Edmond Azadian Feted in Metro Detroit Event

en
edmond-azadian-feted-in-metro-detroit-event

By Harry A. Kezelian

SOUTHFIELD, Mich. — The publication of Edmond Azadian’s Armenian-langue new book, Jamanakeh yev Jamanakakitsneroo Het (Time and …..)  was presented on Wednesday, May 8, at the AGBU Alex and Marie Manoogian School in Southfield, in a literary evening sponsored by the Detroit Chapter of the Tekeyan Cultural Association (TCA). The book entails Azadian’s thoughts on different literary figures he has encountered in his time, and criticism of their works. On this occasion, the speakers took the opportunity to not only celebrate the new book, but to celebrate the life work of Azadian.

The chairwoman of the Detroit TCA, Diana Alexanian, welcomed the guests with her bright smile and warmth, then turned the microphone over to the day’s master of ceremonies, Sebouh Avedikian. Avedikian introduced each speaker in his professional tones in English and Armenian. He made a special introduction for the first speaker, Very Rev. Andon Atamian of St. Vartan’s Armenian Catholic Church, as he told the assembled group of Atamian’s brave ministry for the Armenian community in Iraq over the past 20 some years of warfare in that country.
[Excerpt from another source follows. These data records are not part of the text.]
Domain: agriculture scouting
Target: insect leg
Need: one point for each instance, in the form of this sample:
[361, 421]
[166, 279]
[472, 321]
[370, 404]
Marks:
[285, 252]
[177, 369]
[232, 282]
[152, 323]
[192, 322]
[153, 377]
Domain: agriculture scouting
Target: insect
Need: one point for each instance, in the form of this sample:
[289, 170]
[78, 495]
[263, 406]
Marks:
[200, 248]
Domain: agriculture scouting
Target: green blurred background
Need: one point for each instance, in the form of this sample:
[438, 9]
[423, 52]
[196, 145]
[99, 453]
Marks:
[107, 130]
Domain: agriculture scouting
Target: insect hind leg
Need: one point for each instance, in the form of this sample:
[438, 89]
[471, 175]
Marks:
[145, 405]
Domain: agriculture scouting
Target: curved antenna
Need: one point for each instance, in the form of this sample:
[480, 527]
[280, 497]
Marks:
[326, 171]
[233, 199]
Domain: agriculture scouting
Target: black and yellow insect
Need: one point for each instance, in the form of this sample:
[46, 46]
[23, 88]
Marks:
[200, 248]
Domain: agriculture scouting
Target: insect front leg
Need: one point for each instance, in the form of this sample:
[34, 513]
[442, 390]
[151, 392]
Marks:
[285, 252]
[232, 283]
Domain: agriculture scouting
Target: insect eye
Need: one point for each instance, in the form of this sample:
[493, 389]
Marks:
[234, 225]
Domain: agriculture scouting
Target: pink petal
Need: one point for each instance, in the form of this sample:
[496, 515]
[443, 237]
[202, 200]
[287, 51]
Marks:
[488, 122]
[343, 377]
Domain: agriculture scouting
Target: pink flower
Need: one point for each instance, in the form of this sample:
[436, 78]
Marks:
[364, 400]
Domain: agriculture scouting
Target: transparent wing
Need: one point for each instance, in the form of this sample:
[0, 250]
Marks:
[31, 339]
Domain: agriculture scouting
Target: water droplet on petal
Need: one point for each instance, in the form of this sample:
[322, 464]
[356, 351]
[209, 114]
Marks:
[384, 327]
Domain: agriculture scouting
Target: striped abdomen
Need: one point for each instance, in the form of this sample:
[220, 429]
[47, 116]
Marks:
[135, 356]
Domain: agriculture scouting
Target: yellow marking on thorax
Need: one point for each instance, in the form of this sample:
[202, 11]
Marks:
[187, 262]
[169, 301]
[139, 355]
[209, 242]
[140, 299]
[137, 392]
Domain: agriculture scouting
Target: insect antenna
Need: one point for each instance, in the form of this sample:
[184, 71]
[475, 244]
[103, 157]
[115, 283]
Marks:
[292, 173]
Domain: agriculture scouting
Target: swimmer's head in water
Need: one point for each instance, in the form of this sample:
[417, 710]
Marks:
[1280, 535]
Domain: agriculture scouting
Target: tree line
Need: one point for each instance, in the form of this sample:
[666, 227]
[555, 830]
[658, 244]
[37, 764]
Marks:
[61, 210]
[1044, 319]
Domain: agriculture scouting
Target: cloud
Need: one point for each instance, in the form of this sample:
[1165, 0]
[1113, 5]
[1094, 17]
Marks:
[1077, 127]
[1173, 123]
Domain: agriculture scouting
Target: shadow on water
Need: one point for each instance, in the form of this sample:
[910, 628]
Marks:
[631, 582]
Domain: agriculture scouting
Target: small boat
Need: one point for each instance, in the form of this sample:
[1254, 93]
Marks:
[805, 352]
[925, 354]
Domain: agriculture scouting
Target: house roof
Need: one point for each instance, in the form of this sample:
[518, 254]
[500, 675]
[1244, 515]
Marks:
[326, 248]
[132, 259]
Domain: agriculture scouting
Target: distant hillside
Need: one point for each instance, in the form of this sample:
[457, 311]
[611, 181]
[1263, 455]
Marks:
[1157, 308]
Atamian spoke in beautiful literary Armenian, giving a traditional ode to the life work of Yervant Azadian in the Armenian cultural and especially literary worlds. His speech seemed a tribute not only to Azadian but to the beauty of the Armenian language itself.

Prof. Kevork Bardakjian

The next person to speak was Dickran Toumajan of Wayne State University and the Manoogian School. He read a moving piece written in English by Azadian, titled “Hugging a Turk,” in which Azadian, though decrying the country of Turkey for denying the Armenian Genocide to this day, was movingly reconciled with a Turkish taxi driver who emotionally apologized for the events of 1915, on behalf of her people. Although Azadian believes in continuing the fight against Turkey, this moving experience allowed him to give at least that small amount of forgiveness on behalf of the taxi driver.
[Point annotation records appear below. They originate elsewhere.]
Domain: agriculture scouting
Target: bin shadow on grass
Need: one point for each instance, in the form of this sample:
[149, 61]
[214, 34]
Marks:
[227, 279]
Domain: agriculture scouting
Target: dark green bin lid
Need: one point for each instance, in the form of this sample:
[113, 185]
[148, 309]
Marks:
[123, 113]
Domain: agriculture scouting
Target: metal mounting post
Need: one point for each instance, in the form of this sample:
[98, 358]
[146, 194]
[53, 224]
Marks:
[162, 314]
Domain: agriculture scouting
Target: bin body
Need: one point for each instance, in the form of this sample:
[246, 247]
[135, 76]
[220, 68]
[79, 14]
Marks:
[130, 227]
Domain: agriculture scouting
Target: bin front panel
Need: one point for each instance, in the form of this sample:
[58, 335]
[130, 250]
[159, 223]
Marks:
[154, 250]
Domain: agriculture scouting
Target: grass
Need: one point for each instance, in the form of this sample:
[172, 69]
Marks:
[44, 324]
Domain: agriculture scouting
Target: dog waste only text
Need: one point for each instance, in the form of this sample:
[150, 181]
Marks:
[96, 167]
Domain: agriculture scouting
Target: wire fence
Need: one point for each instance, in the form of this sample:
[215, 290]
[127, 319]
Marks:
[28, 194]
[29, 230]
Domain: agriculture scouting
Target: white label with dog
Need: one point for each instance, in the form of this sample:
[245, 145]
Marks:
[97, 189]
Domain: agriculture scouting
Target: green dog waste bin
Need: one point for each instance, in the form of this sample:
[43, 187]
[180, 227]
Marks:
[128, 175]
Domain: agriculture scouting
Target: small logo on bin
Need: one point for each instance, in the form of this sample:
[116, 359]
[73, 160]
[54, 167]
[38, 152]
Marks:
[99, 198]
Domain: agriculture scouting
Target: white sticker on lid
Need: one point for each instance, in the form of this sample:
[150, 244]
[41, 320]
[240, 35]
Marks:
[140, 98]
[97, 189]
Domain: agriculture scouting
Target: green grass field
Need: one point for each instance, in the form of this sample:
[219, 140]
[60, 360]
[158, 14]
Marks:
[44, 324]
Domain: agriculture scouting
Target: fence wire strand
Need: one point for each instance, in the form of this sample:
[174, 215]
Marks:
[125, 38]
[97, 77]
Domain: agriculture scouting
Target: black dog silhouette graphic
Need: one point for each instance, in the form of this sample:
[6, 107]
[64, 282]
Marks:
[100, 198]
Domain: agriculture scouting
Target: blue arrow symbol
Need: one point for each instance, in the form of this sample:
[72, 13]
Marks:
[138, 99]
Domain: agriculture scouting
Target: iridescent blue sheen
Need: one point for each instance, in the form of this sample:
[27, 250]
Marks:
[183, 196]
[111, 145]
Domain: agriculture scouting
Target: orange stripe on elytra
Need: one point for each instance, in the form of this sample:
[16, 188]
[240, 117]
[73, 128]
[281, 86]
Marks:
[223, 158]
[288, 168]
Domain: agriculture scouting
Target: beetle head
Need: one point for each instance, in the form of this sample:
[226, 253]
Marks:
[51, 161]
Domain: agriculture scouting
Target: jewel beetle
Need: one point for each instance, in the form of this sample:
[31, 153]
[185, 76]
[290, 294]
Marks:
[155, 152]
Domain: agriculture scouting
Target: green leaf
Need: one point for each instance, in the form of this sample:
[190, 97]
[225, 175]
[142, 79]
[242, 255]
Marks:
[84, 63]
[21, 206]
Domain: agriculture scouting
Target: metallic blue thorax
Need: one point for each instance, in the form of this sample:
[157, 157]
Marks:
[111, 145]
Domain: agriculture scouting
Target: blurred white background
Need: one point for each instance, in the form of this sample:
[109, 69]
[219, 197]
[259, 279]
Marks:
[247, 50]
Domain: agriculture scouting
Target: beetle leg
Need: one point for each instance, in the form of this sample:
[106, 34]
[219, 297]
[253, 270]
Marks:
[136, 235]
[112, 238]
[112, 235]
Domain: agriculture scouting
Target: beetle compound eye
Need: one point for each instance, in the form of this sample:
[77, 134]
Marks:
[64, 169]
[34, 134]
At this point the guests enjoyed a musical interlude presented by kanon player Narine Ghambaryan, originally from Vanadzor, Armenia, who has been a music teacher for many years. Ghambaryan presented works by Sayat-Nova and Komitas, and extended an invitation to the community, offering kanon lessons for the youth of Detroit.

Renowned scholar Dr. Kevork Bardakjian, holder of the Marie Manoogian Chair of Armenian Language and Literature at the University of Michigan, was the next to speak. Bardakjian spoke in English, in a conversational tone, presenting an inside look at Edmond Azadian’s life from one of his close collaborators, and sharing moments from interactions both of them had with the literary figures presented in Azadian’s book. Bardakjian spoke about the ways Azadian approaches these figures in his literary criticism and more than once praised Azadian for his ability to stand against certain celebrated figures when he thinks they are wrong, or to praise the little-known efforts of forgotten or even disliked individuals when he finds they have something to offer.

From left, Fr. Tootikian, Very Rev. Andon Atamian and Edmond Y. Azadian

 

Next, Anahit Toumajan of the Manoogian School, and active in all aspects of Armenian community life in Detroit, gave a reading in Armenian from Azadian’s new book, specifically a section dealing with Azadian’s interactions with the writer Varoujan Bedigian and his appraisal of Bedigian’s work.

The literary evening’s closing remarks were given by Rev. Vahan Tootikian, former pastor of the Armenian Congregational Church of Greater Detroit, and a major leader in the greater Armenian Evangelical movement. Rev. Tootikian gave a lighthearted speech, joking that every time he had been reassigned to a new church in the Middle East or America, Mr. Azadian had “followed” him, being assigned to literary and cultural posts in the very same cities.

The evening ended with the guests enjoying conversation over a light desert spread.